Host: So, you're essentially teaching the model to 'explain' what's happening in the images. This multi-faceted training seems to be key to X-Prompt's success. Now, let's talk about the experiments. You tested it on a wide range of tasks. What were some of the highlights?
Guest: We saw some really impressive results across diverse tasks. In text-to-image generation, we achieved competitive performance with other autoregressive models on the GenEval benchmark. On dense prediction tasks like semantic segmentation and depth estimation, it performed surprisingly well, even against specialized models, demonstrating strong generalization ability. The image editing tasks showed a fascinating ability to understand and apply editing instructions, especially when we incorporated our Retrieval-Augmented Image Editing (RAIE) technique, which pulls similar examples from a database.
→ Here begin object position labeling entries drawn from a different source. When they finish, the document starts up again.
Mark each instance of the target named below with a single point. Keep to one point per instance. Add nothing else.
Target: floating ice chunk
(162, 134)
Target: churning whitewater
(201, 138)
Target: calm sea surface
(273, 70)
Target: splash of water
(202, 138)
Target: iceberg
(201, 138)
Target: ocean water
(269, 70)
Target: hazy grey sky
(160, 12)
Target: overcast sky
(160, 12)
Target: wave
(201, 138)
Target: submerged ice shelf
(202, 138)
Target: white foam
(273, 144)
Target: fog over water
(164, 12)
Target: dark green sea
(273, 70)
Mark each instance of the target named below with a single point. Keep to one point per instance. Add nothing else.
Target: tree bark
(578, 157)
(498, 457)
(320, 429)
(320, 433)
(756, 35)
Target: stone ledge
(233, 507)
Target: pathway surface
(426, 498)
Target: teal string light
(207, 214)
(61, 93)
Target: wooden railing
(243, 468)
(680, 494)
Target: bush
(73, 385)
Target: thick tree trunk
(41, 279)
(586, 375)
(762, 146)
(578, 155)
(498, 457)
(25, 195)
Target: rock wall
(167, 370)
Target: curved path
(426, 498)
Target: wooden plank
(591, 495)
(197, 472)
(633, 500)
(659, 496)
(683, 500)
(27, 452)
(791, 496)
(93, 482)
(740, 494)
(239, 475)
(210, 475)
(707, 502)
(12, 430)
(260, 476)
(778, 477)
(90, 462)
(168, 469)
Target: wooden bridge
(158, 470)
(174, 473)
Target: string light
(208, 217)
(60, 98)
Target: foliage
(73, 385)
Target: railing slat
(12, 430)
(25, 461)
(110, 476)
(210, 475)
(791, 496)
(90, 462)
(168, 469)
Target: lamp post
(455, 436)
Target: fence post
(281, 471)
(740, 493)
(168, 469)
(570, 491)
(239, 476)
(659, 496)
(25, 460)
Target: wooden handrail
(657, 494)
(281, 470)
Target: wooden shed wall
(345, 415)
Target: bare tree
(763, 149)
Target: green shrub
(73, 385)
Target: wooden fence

Host: That's quite a feat! And what about the in-context learning aspect? How well did X-Prompt generalize to unseen tasks?
Guest: That was the most exciting part. Given just one example of a new, unseen task, X-Prompt showed significant improvement compared to not having any example at all. We tested it on things like low-light enhancement, deraining, and object addition/removal. The results clearly demonstrated that in-context learning is working very well.